Entertaining? Maybe. Transformative? Not so much.
If I sit on my backside all day, typing away in a vortex of lighted screens, I’m probably not moving enough. I don’t need anything other than the dull ache in my low back to tell me that. And if I really want to quantify how lazy I am, I can put my smart phone in my pocket for a day and have a gander at my scores at the end of the night. I don’t need to spend extra cash and wear a sticky, plastic band around my wrist 24/7/365 to figure that out.
Even better, what if—instead of counting, measuring, and attempting to manipulate my body into submission—I shifted my focus to bringing my body to life, in every way my half-asleep, half-awake, tireless, quirky mind can dream up.
I get it. We are all in a delicate dance with our bodies, a dance firmly based in relentless measurement and control—and we’re convinced that if we stopped dancing, everything would fall apart. We’d pack on a ton of weight, right? Except, no, we wouldn’t. Because we’re already doing all of the things we spend so much precious time and energy desperately trying to discipline ourselves not to do.
We track our steps all day before shellacking our bottoms to the couch all night. We resist every morsel of food during daylight hours before digging for crumbs at the bottom of the cookie bag after dark. And our weight stays pretty much the same—one step forward, one step back—a few hours of regulation and limitation in exchange for a few hours of freedom.
Nothing changes because the trackers aren’t really all that interesting after a while. They’re cold, mechanical devices, utterly unrelated to the experience of being present and alive. Once we get past the endorphin rush of fulfilling our electronic objectives a few times and get a thumbs up from the e-cloud in the sky, the beeps and buzzes lose their luster, and the tracker morphs into a glorified wrist watch that alerts us when we’ve got a text message. Whoop dee doo.
Wouldn’t it be more interesting to drop the whole brain game and go looking for activities that get us moving, which also happen to excite and liberate us? Olympians, marathoners, and yogis aren’t out in the world tracking every move they make to achieve a negative calorie burn. They figured out what lights them up and went for it. Why can’t the rest of us do that on a smaller, more manageable scale?
In my book, Lightness of Body and Mind: A Radical Approach to Weight and Wellness, I beseech my clients to release themselves from the chains.

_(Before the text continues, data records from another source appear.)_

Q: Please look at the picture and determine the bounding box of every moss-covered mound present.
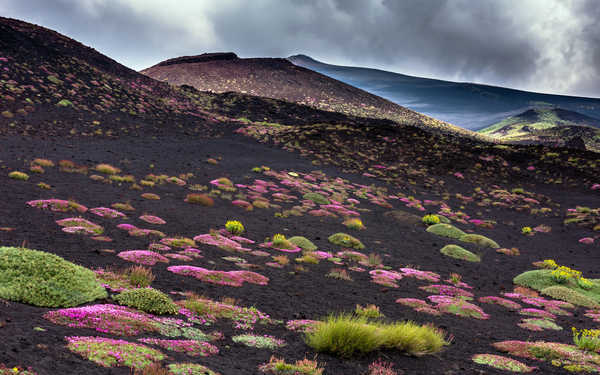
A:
[288,236,317,251]
[328,233,365,250]
[427,223,466,240]
[440,245,481,262]
[0,247,107,307]
[114,288,179,315]
[459,234,500,249]
[513,270,600,307]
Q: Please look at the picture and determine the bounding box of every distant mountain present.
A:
[288,55,600,130]
[479,108,600,152]
[141,52,475,136]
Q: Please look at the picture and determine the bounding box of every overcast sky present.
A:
[0,0,600,97]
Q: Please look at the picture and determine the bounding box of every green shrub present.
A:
[541,285,600,308]
[225,220,245,235]
[0,247,107,307]
[440,245,481,262]
[288,236,317,251]
[302,193,330,204]
[305,314,449,358]
[513,269,600,307]
[328,233,365,250]
[114,288,179,315]
[427,223,466,239]
[421,215,440,225]
[459,234,500,249]
[8,171,29,181]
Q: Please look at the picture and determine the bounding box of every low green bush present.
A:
[427,223,466,239]
[440,245,481,262]
[328,233,365,250]
[0,247,107,307]
[114,288,179,315]
[305,314,449,358]
[459,234,500,249]
[288,236,317,251]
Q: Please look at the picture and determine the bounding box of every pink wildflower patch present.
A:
[27,198,88,213]
[479,296,522,310]
[117,250,169,266]
[89,207,125,219]
[167,266,269,287]
[139,215,167,225]
[138,338,219,357]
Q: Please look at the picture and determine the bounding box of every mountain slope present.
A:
[141,53,473,139]
[288,55,600,129]
[479,108,600,152]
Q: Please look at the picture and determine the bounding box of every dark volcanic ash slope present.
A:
[141,53,472,135]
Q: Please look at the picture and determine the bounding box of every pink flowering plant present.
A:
[167,266,269,287]
[231,334,286,350]
[138,338,219,357]
[65,336,165,369]
[117,250,169,266]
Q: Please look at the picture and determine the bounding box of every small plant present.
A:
[325,268,352,281]
[354,305,384,319]
[327,233,365,250]
[571,327,600,352]
[124,266,154,288]
[8,171,29,181]
[342,217,365,230]
[367,359,398,375]
[258,356,323,375]
[185,193,215,207]
[421,214,441,226]
[225,220,245,236]
[94,164,121,175]
[114,288,179,315]
[305,314,449,358]
[231,334,286,350]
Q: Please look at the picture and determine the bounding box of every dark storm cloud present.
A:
[0,0,600,96]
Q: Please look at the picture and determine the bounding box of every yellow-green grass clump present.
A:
[288,236,317,251]
[513,268,600,307]
[440,245,481,262]
[94,164,121,174]
[459,234,500,249]
[342,217,365,230]
[225,220,245,236]
[8,171,29,181]
[0,247,107,307]
[328,233,365,250]
[114,288,179,315]
[427,223,466,240]
[302,192,330,204]
[305,314,449,358]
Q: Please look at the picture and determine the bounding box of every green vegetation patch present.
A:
[305,314,449,358]
[513,269,600,308]
[114,288,179,315]
[427,223,466,240]
[328,233,365,250]
[459,234,500,249]
[471,354,535,372]
[0,247,107,307]
[440,245,481,262]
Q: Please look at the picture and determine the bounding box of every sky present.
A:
[0,0,600,97]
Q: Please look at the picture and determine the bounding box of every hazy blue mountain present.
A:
[288,55,600,130]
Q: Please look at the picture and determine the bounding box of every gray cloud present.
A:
[0,0,600,97]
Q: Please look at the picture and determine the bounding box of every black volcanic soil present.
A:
[0,129,600,375]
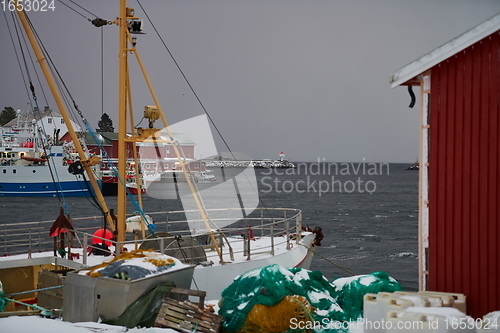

Stop trying to regulate your every move once and for all. Defy the urge to tie your body down to a set of meaningless numbers, and cut yourself loose to tiptoe through the proverbial tulips. The world is too full of sunlight and sidewalks to be occupying your mind with how many steps you’ve taken since breakfast.
Even if you had access to a totally accurate, numeric analysis of every breath you take—every step, calorie, and bowel movement—it wouldn’t get you any closer to a body that feels vibrant, alive, and ready for the passions that move you.
Fitness trackers don’t change lives and bodies. Engagement, action, exploration, pleasure, rest and playfulness do. The way to achieve a body you can love is by bringing it to life, not nailing it down.